WEB endorses UNI World Athletes’ goal to ensure athletes’ rights are respected
At the World Executive Board in Nyon, Head of UNI World Athletes, Brendan Schwab, briefed union leaders on the substantial progress being made in advancing the 2014 Cape Town resolution to embed human rights in sport. The World Executive Board also agreed to support the sector in their goal to make human rights fundamental at mega-sporting events such as the Qatar World Cup in 2022.
“We have a three-part goal. The first is to ensure that the human rights of everyone involved in the delivery of sport are protected, respected and upheld. The second is to ensure this is true for the people at the centre of sport – the players. And, third, to ensure that everything that sport touches is impacted positively.
“The impact of sport must be positive in social, economic, environmental, sporting and cultural terms. Together with a diverse coalition of stakeholders from different fields, UNI World Athletes has committed to making human and labour rights central to the planning, delivery and legacy of mega sporting events. This is seeing organisations such as FIFA strategically commit to champion human rights globally with the same energy that it has advanced its commercial interests.
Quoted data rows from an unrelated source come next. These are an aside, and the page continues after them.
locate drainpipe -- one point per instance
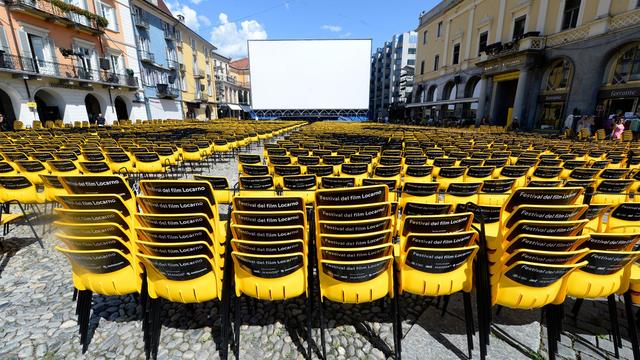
(15, 42)
(104, 56)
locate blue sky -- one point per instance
(229, 23)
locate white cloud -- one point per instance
(191, 17)
(231, 40)
(332, 28)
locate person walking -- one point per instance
(100, 119)
(618, 128)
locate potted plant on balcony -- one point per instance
(100, 21)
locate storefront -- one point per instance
(619, 100)
(552, 111)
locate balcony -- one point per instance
(167, 92)
(146, 56)
(172, 64)
(140, 21)
(29, 66)
(46, 10)
(169, 34)
(119, 79)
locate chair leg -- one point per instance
(396, 314)
(445, 304)
(322, 341)
(633, 331)
(551, 334)
(85, 298)
(156, 329)
(309, 305)
(236, 327)
(576, 307)
(615, 328)
(468, 321)
(226, 303)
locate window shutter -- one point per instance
(4, 44)
(25, 50)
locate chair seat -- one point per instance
(9, 218)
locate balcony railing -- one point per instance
(166, 91)
(169, 35)
(141, 21)
(172, 64)
(119, 79)
(50, 12)
(64, 71)
(146, 56)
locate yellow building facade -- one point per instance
(507, 59)
(196, 75)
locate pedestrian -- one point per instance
(616, 133)
(608, 123)
(100, 119)
(515, 124)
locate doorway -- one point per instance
(504, 100)
(121, 109)
(47, 105)
(6, 109)
(93, 107)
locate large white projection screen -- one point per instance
(309, 74)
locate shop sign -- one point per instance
(620, 93)
(553, 98)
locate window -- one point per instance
(456, 54)
(4, 44)
(519, 26)
(108, 13)
(482, 43)
(570, 14)
(116, 63)
(627, 67)
(559, 74)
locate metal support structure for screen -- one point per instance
(304, 113)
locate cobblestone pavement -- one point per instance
(37, 321)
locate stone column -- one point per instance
(521, 95)
(482, 98)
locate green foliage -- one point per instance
(101, 21)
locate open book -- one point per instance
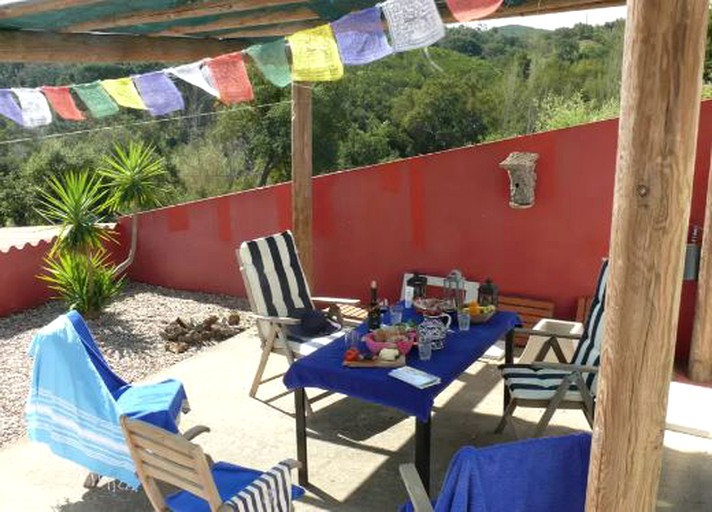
(415, 377)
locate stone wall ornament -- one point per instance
(521, 168)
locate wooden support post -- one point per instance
(660, 103)
(700, 367)
(302, 175)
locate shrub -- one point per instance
(84, 283)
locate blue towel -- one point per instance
(536, 475)
(72, 408)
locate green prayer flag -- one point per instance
(271, 58)
(96, 99)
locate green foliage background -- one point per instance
(475, 85)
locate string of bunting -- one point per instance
(317, 54)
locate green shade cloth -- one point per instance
(96, 99)
(271, 59)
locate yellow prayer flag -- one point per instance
(315, 55)
(123, 91)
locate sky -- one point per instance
(562, 19)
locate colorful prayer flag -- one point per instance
(9, 107)
(96, 99)
(315, 55)
(468, 10)
(271, 58)
(413, 23)
(195, 74)
(361, 38)
(230, 78)
(34, 106)
(159, 93)
(124, 92)
(62, 102)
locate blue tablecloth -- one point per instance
(323, 369)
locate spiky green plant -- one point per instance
(77, 203)
(85, 283)
(135, 179)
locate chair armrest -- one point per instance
(335, 300)
(283, 320)
(413, 485)
(565, 367)
(534, 332)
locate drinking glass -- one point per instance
(425, 348)
(396, 314)
(463, 320)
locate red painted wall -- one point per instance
(19, 288)
(430, 213)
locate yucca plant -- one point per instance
(134, 178)
(85, 283)
(77, 203)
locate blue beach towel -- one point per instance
(75, 401)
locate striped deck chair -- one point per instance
(558, 385)
(277, 290)
(160, 455)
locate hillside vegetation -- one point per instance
(475, 85)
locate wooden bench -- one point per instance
(530, 311)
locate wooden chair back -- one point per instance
(530, 311)
(160, 455)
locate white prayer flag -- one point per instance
(413, 23)
(196, 74)
(34, 106)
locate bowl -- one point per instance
(403, 345)
(432, 307)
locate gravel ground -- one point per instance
(127, 333)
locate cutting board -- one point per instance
(376, 363)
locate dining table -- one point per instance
(324, 369)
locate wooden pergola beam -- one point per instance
(31, 46)
(700, 363)
(537, 7)
(230, 22)
(283, 29)
(660, 104)
(28, 8)
(195, 10)
(302, 176)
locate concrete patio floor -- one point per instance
(354, 447)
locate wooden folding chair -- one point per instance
(570, 385)
(161, 456)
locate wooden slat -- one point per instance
(235, 22)
(664, 51)
(188, 11)
(302, 176)
(40, 6)
(283, 29)
(32, 46)
(537, 7)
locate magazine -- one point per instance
(415, 377)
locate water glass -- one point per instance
(463, 320)
(396, 314)
(425, 348)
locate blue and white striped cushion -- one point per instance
(270, 492)
(275, 276)
(529, 383)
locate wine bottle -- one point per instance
(374, 310)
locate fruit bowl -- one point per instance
(403, 341)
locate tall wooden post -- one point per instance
(660, 103)
(302, 175)
(700, 368)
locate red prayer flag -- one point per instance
(229, 76)
(62, 102)
(468, 10)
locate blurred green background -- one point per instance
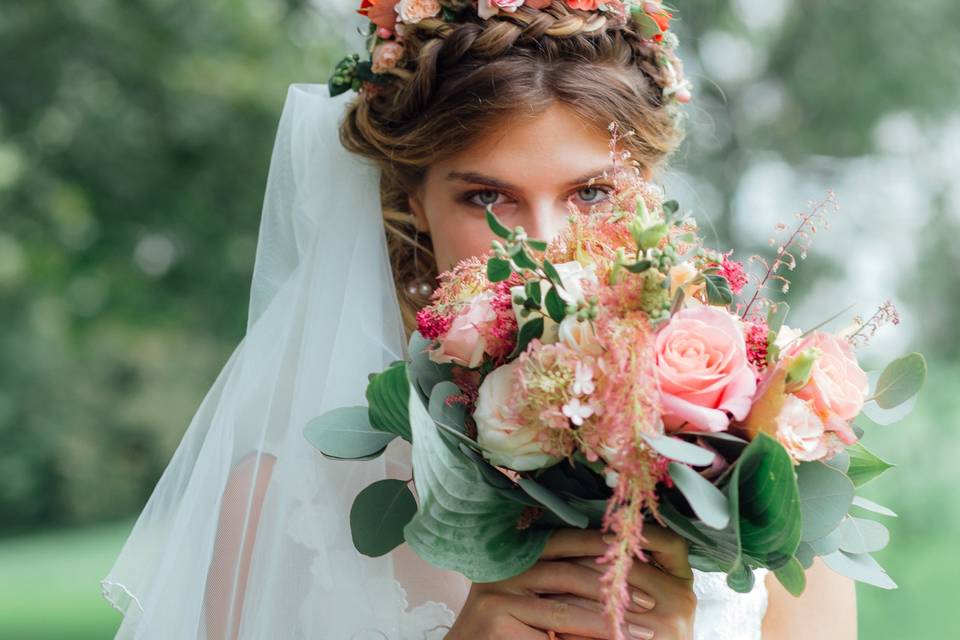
(135, 138)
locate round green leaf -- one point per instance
(825, 497)
(346, 433)
(378, 516)
(901, 380)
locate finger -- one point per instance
(564, 618)
(573, 543)
(572, 577)
(668, 549)
(641, 598)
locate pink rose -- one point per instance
(702, 370)
(386, 56)
(800, 430)
(837, 387)
(464, 343)
(413, 11)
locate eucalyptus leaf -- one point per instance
(864, 465)
(499, 229)
(345, 433)
(680, 450)
(554, 503)
(901, 380)
(860, 567)
(706, 500)
(528, 332)
(859, 535)
(718, 290)
(378, 516)
(825, 497)
(388, 396)
(463, 523)
(498, 270)
(872, 506)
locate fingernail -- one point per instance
(643, 600)
(636, 631)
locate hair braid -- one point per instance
(478, 71)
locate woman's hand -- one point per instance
(562, 594)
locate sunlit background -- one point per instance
(135, 138)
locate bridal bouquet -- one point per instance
(617, 375)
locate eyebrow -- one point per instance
(479, 178)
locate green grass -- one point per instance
(49, 584)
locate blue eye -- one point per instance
(592, 194)
(485, 198)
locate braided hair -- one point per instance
(465, 77)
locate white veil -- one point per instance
(323, 315)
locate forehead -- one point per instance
(550, 147)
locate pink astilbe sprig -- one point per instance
(790, 250)
(866, 329)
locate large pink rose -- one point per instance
(838, 386)
(464, 343)
(703, 371)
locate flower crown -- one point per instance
(390, 18)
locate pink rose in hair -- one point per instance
(413, 11)
(837, 387)
(386, 56)
(464, 343)
(702, 370)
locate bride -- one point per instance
(467, 104)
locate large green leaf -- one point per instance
(825, 497)
(901, 380)
(346, 433)
(765, 502)
(864, 465)
(464, 524)
(378, 516)
(388, 394)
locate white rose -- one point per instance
(506, 443)
(680, 278)
(786, 335)
(579, 336)
(573, 275)
(800, 430)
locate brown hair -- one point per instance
(467, 76)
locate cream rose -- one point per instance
(702, 370)
(800, 430)
(464, 343)
(579, 336)
(506, 443)
(386, 56)
(837, 387)
(413, 11)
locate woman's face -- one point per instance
(530, 169)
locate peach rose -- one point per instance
(837, 387)
(464, 343)
(413, 11)
(386, 56)
(702, 370)
(506, 443)
(801, 431)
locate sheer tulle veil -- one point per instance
(323, 315)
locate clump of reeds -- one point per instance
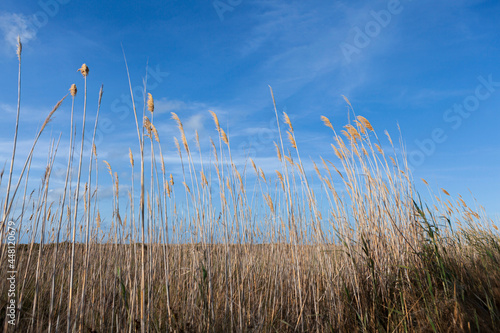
(211, 255)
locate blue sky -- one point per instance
(430, 66)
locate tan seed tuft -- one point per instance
(84, 70)
(73, 90)
(327, 122)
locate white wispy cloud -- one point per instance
(13, 25)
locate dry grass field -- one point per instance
(375, 258)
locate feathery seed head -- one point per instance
(216, 120)
(365, 123)
(73, 90)
(84, 70)
(224, 136)
(327, 122)
(147, 125)
(287, 121)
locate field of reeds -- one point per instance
(233, 249)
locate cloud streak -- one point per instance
(13, 25)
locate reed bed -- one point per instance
(208, 253)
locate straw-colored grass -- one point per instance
(223, 249)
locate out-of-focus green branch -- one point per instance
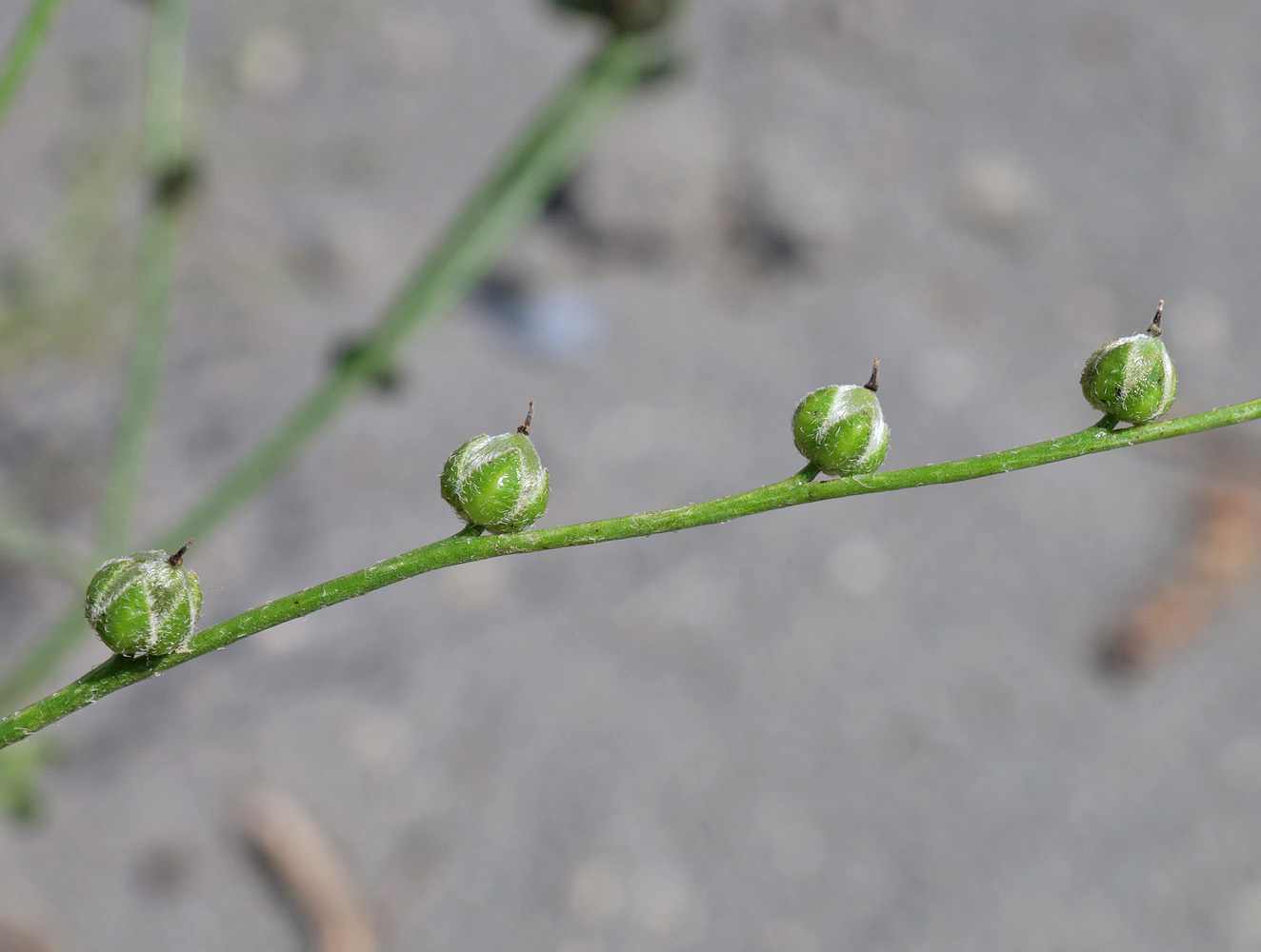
(23, 48)
(509, 199)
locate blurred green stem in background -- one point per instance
(26, 43)
(162, 148)
(470, 546)
(542, 156)
(164, 160)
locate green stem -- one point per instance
(23, 48)
(466, 546)
(162, 145)
(39, 551)
(163, 149)
(509, 199)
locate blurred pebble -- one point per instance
(419, 43)
(563, 325)
(377, 742)
(270, 65)
(1244, 921)
(796, 843)
(662, 900)
(859, 565)
(595, 892)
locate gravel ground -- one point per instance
(874, 724)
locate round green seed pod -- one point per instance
(841, 428)
(1132, 379)
(145, 603)
(497, 483)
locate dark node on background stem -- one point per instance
(173, 185)
(626, 15)
(872, 384)
(384, 379)
(178, 559)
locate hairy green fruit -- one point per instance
(841, 428)
(497, 483)
(145, 603)
(1132, 377)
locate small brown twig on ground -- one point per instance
(1223, 554)
(306, 866)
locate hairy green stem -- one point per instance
(468, 546)
(22, 50)
(507, 201)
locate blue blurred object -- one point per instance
(563, 323)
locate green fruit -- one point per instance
(1132, 379)
(145, 603)
(841, 428)
(497, 483)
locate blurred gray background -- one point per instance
(874, 724)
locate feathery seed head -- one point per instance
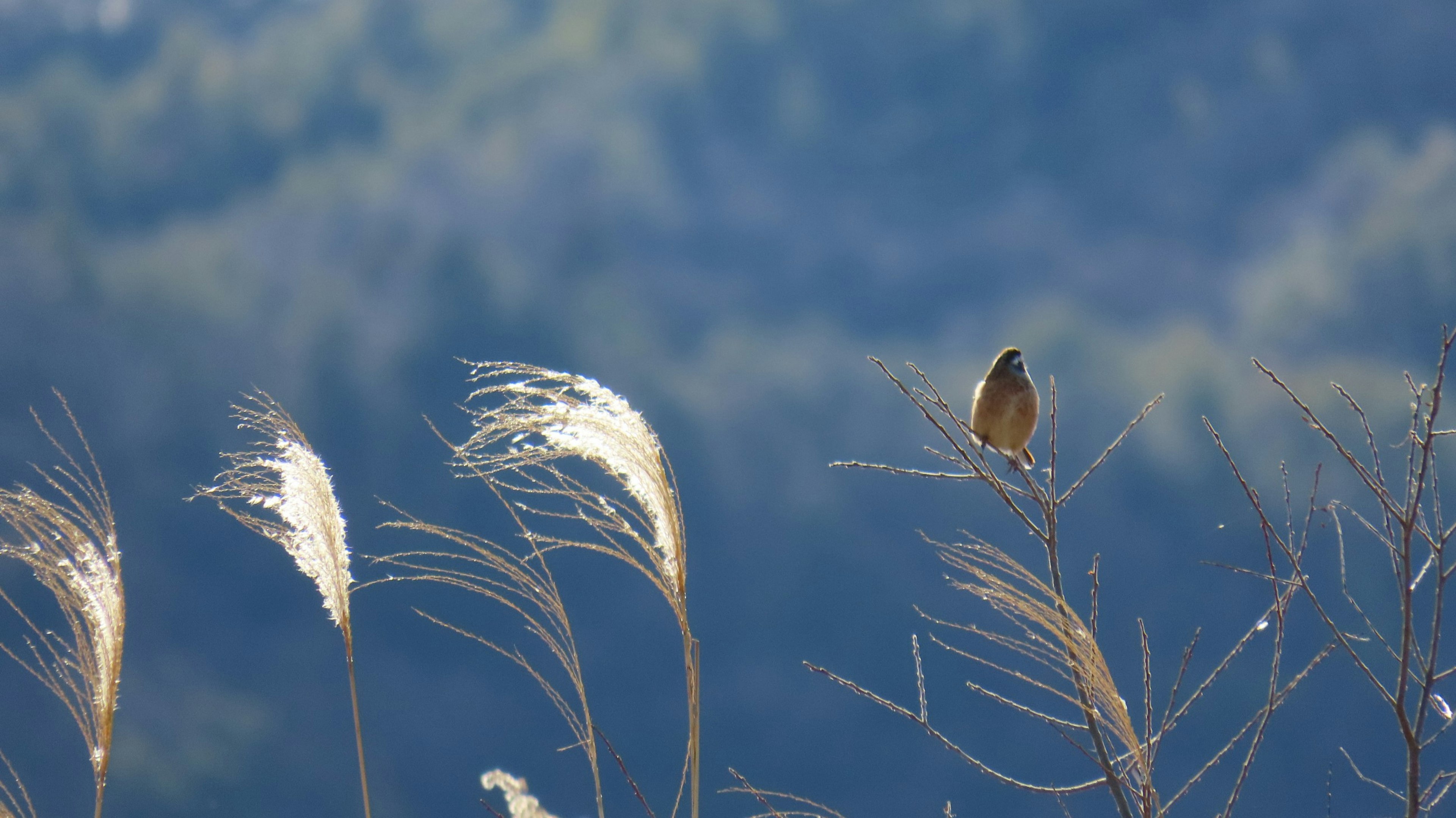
(520, 802)
(549, 415)
(71, 545)
(284, 476)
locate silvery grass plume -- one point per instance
(551, 415)
(71, 543)
(528, 420)
(1050, 635)
(525, 584)
(284, 476)
(518, 800)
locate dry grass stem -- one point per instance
(71, 545)
(284, 476)
(799, 807)
(530, 424)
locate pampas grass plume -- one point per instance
(71, 545)
(283, 475)
(520, 802)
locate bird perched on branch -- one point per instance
(1005, 408)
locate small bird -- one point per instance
(1005, 408)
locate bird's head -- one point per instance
(1011, 361)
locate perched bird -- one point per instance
(1005, 408)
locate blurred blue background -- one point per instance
(719, 209)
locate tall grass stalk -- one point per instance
(71, 543)
(529, 424)
(284, 476)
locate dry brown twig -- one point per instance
(71, 545)
(1398, 660)
(284, 476)
(1062, 656)
(800, 807)
(529, 425)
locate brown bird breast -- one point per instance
(1004, 414)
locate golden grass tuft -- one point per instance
(71, 545)
(284, 476)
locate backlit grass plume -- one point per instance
(518, 801)
(71, 543)
(528, 422)
(551, 415)
(283, 476)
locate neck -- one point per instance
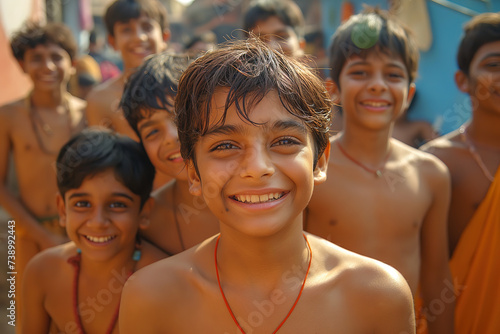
(262, 260)
(483, 129)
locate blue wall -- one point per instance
(439, 101)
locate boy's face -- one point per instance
(279, 36)
(256, 178)
(374, 90)
(159, 137)
(483, 81)
(48, 65)
(102, 216)
(137, 39)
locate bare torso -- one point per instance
(180, 221)
(335, 299)
(469, 184)
(35, 151)
(103, 110)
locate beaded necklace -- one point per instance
(75, 261)
(294, 304)
(377, 172)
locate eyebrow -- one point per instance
(364, 62)
(492, 54)
(280, 125)
(77, 195)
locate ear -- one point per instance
(111, 41)
(332, 89)
(146, 213)
(411, 94)
(194, 180)
(462, 81)
(166, 35)
(321, 166)
(61, 210)
(21, 64)
(302, 44)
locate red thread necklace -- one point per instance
(377, 172)
(75, 261)
(294, 304)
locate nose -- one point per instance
(49, 64)
(141, 34)
(377, 83)
(257, 163)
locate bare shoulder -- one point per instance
(10, 111)
(363, 281)
(150, 254)
(444, 147)
(427, 164)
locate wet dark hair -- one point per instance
(250, 70)
(150, 87)
(287, 11)
(32, 34)
(373, 30)
(125, 10)
(95, 150)
(482, 29)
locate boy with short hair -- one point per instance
(32, 130)
(253, 127)
(104, 181)
(472, 153)
(137, 29)
(279, 23)
(384, 199)
(179, 220)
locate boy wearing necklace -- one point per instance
(472, 153)
(136, 29)
(104, 182)
(384, 199)
(179, 220)
(253, 127)
(32, 130)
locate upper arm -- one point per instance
(5, 144)
(35, 319)
(138, 310)
(387, 302)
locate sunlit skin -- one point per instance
(470, 185)
(257, 179)
(102, 217)
(56, 115)
(279, 36)
(135, 40)
(400, 216)
(174, 205)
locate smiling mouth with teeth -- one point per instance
(100, 239)
(256, 199)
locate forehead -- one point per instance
(385, 58)
(267, 111)
(142, 19)
(47, 48)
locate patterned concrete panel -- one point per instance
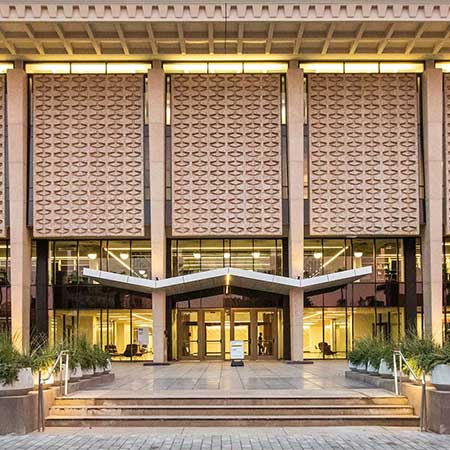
(364, 167)
(88, 155)
(226, 155)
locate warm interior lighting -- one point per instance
(265, 67)
(369, 67)
(444, 65)
(324, 67)
(401, 67)
(186, 68)
(88, 67)
(225, 67)
(128, 67)
(5, 66)
(48, 68)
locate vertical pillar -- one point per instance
(432, 235)
(295, 99)
(409, 247)
(156, 123)
(42, 287)
(20, 242)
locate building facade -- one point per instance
(160, 141)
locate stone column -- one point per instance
(156, 124)
(20, 241)
(295, 99)
(432, 234)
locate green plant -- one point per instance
(422, 353)
(11, 360)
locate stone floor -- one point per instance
(343, 438)
(219, 378)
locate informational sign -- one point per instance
(143, 334)
(237, 350)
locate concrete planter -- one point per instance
(362, 367)
(440, 377)
(87, 373)
(76, 374)
(372, 369)
(21, 386)
(384, 370)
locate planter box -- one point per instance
(440, 377)
(21, 386)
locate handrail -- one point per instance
(398, 355)
(41, 380)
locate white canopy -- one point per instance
(228, 276)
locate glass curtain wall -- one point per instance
(118, 321)
(195, 255)
(372, 306)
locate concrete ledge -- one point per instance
(438, 402)
(18, 414)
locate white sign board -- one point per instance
(237, 350)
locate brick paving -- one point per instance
(345, 438)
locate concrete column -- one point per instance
(20, 241)
(156, 122)
(432, 234)
(295, 120)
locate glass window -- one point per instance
(141, 261)
(242, 254)
(119, 257)
(313, 258)
(66, 262)
(335, 333)
(312, 333)
(212, 254)
(88, 257)
(334, 255)
(265, 256)
(363, 255)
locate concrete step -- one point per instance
(232, 421)
(229, 410)
(231, 401)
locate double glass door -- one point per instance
(206, 334)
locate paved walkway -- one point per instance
(352, 438)
(256, 378)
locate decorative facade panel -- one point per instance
(363, 149)
(2, 156)
(226, 155)
(88, 155)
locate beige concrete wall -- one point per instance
(295, 119)
(88, 173)
(364, 158)
(156, 113)
(20, 241)
(432, 233)
(226, 155)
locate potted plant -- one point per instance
(15, 372)
(440, 373)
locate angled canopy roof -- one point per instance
(227, 276)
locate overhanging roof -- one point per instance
(227, 276)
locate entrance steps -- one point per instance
(223, 412)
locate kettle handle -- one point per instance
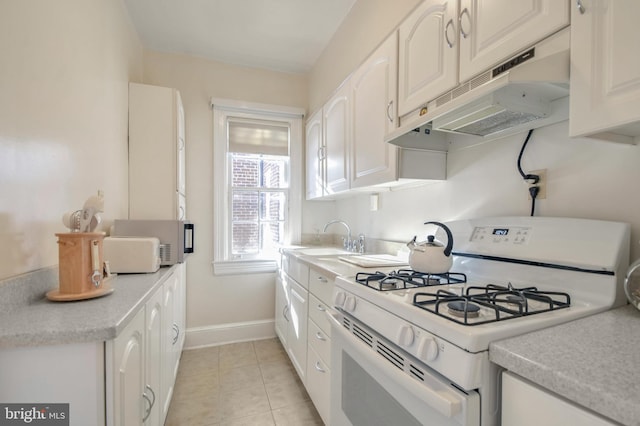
(632, 268)
(449, 247)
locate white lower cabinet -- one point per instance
(141, 363)
(302, 325)
(292, 311)
(522, 400)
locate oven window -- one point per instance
(365, 402)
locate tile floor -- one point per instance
(250, 383)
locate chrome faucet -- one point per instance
(347, 243)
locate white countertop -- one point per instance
(593, 362)
(28, 318)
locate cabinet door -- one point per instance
(297, 335)
(428, 54)
(128, 381)
(315, 157)
(282, 308)
(492, 31)
(336, 134)
(156, 176)
(605, 70)
(374, 104)
(153, 360)
(169, 336)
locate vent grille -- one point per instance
(463, 88)
(406, 363)
(361, 334)
(480, 80)
(390, 355)
(416, 372)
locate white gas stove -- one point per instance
(510, 275)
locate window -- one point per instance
(257, 191)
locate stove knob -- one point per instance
(428, 349)
(406, 336)
(350, 304)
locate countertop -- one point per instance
(28, 318)
(594, 362)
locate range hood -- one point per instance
(529, 90)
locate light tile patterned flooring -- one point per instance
(250, 383)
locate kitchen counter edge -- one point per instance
(591, 362)
(33, 320)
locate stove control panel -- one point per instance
(516, 235)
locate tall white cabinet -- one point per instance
(605, 71)
(156, 153)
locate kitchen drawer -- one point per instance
(296, 270)
(321, 286)
(319, 384)
(318, 313)
(320, 342)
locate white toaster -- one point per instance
(132, 254)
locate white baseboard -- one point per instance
(216, 335)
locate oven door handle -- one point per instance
(441, 400)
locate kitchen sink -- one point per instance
(324, 251)
(374, 260)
There is still some way to go, but 2016 shapes as the year in which international sporting federations turned the corner and accepted their responsibilities as global leaders in the field of human rights.
“Between now and 2018, UNI World Athletes will play an active role in multi-stakeholder negotiations to ensure that this commitment is backed by the necessary institutional framework that holds sporting bodies accountable and ensures that, when people’s rights are violated, they have access to a remedy.”
Mega sporting events have the potential to help catalyze greater respect for human rights and international labour standards. The efforts of public and private actors involved in the delivery of these events contribute to a range of benefits including new jobs, improved infrastructure such as public transport and digital access, increased tourism and the promotion of healthy life styles. Each major sporting event has the potential to bring lasting positive social impacts.
There are significant human rights risks and challenges at every stage of the lifecycle of a major sporting event. Past events have been marked by incidents of forced displacement, workplace deaths and labour rights violations, adverse impacts on the livelihoods of small businesses and street vendors, constraints on freedom of expression, security related abuses, exploitation of children and mistreatment of athletes and spectators. These issues have not been adequately addressed, and UNI World Athletes will continue to shed light on the problems arising from huge sporting events.
UNI World Athletes has over 85,000 players united through over 110 player associations around the world.